Changing Linear layers to RNN

Hi :),

I’, using Alexnet to recognice euler angles of Persons in front of a Camera. This is my model:
class AlexNet(nn.Module):

def __init__(self, num_classes=1000):
    super(AlexNet, self).__init__()
    self.features = nn.Sequential(
        nn.Conv2d(3, 64, kernel_size=11, stride=4, padding=2),
        nn.MaxPool2d(kernel_size=3, stride=2),
        nn.Conv2d(64, 192, kernel_size=5, padding=2),
        nn.MaxPool2d(kernel_size=3, stride=2),
        nn.Conv2d(192, 384, kernel_size=3, padding=1),
        nn.Conv2d(384, 256, kernel_size=3, padding=1),
        nn.Conv2d(256, 256, kernel_size=3, padding=1),
        nn.MaxPool2d(kernel_size=3, stride=2),
    self.classifier = nn.Sequential(
        nn.Linear(256 * 6 * 6, 4096),
        nn.Linear(4096, 4096),
        nn.Linear(4096, num_classes),

def forward(self, x):
    x = self.features(x)
    x = x.view(x.size(0), 256 * 6 * 6)
    x = self.classifier(x)

    return x

def alexnet(pretrained=True, **kwargs):
model = AlexNet(**kwargs)
if pretrained:
model.classifier._modules[‘6’] = nn.Linear(4096, 3)
return model

i modified the last Layer to only 3 outputs (the angles). My Goal now is to replace the 3 Linear Layers (The 2 in die classifier and my changed one) with RNN Layers. Preferable still trained (of course only the ih weight. The hh weigts needs to be trained. And of cource only from the first 2 Layers. My changed 3 Layer needs to be trained completly) To test this i tried to change my changed Leniar Layer(4069, 3) to a RNN Layer(4069, 3) Just like this:

model.classifier._modules[‘6’] = nn.RNN(4096, 3)
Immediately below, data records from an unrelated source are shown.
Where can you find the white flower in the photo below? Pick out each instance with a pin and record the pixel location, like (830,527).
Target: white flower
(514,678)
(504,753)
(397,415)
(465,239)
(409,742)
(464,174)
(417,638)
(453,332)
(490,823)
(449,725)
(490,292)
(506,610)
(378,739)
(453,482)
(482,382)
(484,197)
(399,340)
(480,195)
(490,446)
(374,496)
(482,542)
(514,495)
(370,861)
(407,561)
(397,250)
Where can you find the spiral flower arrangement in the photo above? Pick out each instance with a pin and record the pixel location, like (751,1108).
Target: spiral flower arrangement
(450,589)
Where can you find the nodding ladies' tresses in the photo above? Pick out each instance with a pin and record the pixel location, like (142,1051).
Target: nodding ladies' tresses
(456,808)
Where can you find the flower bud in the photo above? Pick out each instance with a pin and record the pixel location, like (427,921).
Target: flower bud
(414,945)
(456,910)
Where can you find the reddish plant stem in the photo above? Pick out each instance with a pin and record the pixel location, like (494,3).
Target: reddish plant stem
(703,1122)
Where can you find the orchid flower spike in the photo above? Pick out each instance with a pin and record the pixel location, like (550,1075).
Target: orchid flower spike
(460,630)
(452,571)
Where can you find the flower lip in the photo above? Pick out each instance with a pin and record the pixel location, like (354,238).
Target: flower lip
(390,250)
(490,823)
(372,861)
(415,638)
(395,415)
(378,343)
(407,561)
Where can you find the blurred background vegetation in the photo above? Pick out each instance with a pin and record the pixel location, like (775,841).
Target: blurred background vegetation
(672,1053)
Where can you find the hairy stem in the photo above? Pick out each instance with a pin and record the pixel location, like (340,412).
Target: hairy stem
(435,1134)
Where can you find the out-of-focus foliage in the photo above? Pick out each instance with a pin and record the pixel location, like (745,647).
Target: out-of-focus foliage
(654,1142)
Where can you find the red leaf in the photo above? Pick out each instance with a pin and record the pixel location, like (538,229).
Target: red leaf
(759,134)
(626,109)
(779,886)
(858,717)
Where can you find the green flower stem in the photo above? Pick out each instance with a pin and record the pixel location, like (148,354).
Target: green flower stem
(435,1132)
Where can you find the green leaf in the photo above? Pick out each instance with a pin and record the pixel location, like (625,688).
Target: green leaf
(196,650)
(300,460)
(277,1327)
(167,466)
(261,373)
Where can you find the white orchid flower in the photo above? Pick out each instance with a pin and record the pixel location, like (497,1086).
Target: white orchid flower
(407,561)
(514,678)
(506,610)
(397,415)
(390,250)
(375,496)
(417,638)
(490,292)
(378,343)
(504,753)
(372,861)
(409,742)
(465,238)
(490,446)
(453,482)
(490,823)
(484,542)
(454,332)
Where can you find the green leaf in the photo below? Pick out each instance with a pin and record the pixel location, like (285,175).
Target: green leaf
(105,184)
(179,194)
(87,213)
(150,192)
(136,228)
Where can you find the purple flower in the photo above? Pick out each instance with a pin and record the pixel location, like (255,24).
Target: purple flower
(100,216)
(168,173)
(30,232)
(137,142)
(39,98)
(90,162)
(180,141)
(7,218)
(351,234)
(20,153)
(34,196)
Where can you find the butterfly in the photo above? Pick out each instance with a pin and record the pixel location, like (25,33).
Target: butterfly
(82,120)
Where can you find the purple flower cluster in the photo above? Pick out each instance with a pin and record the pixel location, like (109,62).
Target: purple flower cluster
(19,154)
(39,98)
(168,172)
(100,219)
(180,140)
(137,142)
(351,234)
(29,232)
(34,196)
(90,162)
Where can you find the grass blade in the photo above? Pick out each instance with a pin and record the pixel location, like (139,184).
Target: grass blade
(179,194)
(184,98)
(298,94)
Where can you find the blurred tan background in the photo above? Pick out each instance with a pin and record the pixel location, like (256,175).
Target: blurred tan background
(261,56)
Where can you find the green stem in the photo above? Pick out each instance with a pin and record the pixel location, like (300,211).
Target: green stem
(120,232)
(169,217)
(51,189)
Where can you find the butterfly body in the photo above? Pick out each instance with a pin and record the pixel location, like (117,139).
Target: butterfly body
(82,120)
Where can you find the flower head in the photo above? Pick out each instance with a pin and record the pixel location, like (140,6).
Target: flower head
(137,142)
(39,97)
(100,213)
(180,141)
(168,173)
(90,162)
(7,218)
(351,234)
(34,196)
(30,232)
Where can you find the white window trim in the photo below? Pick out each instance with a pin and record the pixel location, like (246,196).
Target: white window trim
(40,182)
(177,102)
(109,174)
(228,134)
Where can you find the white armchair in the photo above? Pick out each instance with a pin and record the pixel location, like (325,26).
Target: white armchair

But when I’m trying to do so, I get this error:

File “/home/jan/anaconda3/envs/TensorboardX/lib/python3.6/site-packages/torch/nn/modules/”, line 178, in forward
self.check_forward_args(input, hx, batch_sizes)
File “/home/jan/anaconda3/envs/TensorboardX/lib/python3.6/site-packages/torch/nn/modules/”, line 126, in check_forward_args
expected_input_dim, input.dim()))
RuntimeError: input must have 3 dimensions, got 2

My Input is a [32, 3, 244, 244] Tensor.

What do I do wrong?

Although I don’t know what you’re trying to do, but nn.RNN needs inputs to be 3 dimensions.

Inputs: input, h_0
input of shape (seq_len, batch, input_size): tensor containing the features of the input sequence. The input can also be a packed variable length sequence. See torch.nn.utils.rnn.pack_padded_sequence() or torch.nn.utils.rnn.pack_sequence() for details.

I use Alexnet to estimate the angle of a persons head in 3D in Realtime (e.g. Person in front of Camera). I want to improve this estimation by using an RNN. This should improve the estimation, because the frames are sequential. (Hope this is the right word. My english is not so good as you probrably noticed :smiley: )

First i implemented alexnet normally. But now I’m trying to replace all 3 Linear Layers in “classifier” (see above) with RNN Layers.

Because I’m using a Pretrained Alexnet I need to change the Layers after loading the model. I’m allready did this to simplify the output to only the 3 angles. ( model.classifier._modules[‘6’] = nn.Linear(4096, 3) )

I now changed all 3 Layers to RNNs
model.classifier._modules[‘1’] = nn.RNN(256 * 6 * 6, 4096, batch_first=True)
model.classifier._modules[‘4’] = nn.RNN(4096, 4096, batch_first=True)
model.classifier._modules[‘6’] = nn.RNN(4096, 3, batch_first=True)

(I know these Layers are now not pretrained any more. I still have to figure out how to copy the pretrained weights to the right spots)

If i understand it right, i need batch_first because of my [32, 3, 244, 244] Inputtensor. 32 is Batchsize, and 3,244,244 is the frame

I also modified out = model(input) to out, hidden = model(input, hidden). I set hidden = None for the first batch.

And now I get this error:
Traceback (most recent call last):
File “/home/jan/anaconda3/envs/TensorboardX/lib/python3.6/”, line 916, in _bootstrap_inner
File “/home/jan/anaconda3/envs/TensorboardX/lib/python3.6/”, line 864, in run
self._target(*self._args, **self._kwargs)
File “/home/jan/PycharmProjects/Bachelor-Kopfposenschaetzung/”, line 221, in train
out, hidden = model(input, hidden)
File “/home/jan/anaconda3/envs/TensorboardX/lib/python3.6/site-packages/torch/nn/modules/”, line 491, in call
result = self.forward(*input, **kwargs)
TypeError: forward() takes 2 positional arguments but 3 were given

Is my Input in a wrong shape? @klory wrote, that I need an Input of shape (seq_len, batch, input_size), but I actually don’t know how this means. Is this the my input in the line out, hidden = model(input, hidden) or is a different input meant?

Hope It is understandable what my Problem is. Thanks

Ah I found one mature problem. The classifier of the Alexnet is a Sequentiell model. If I unterstand that right, that means, that this does not support RNNs.

could you show the code how you modify the AlexNet with RNN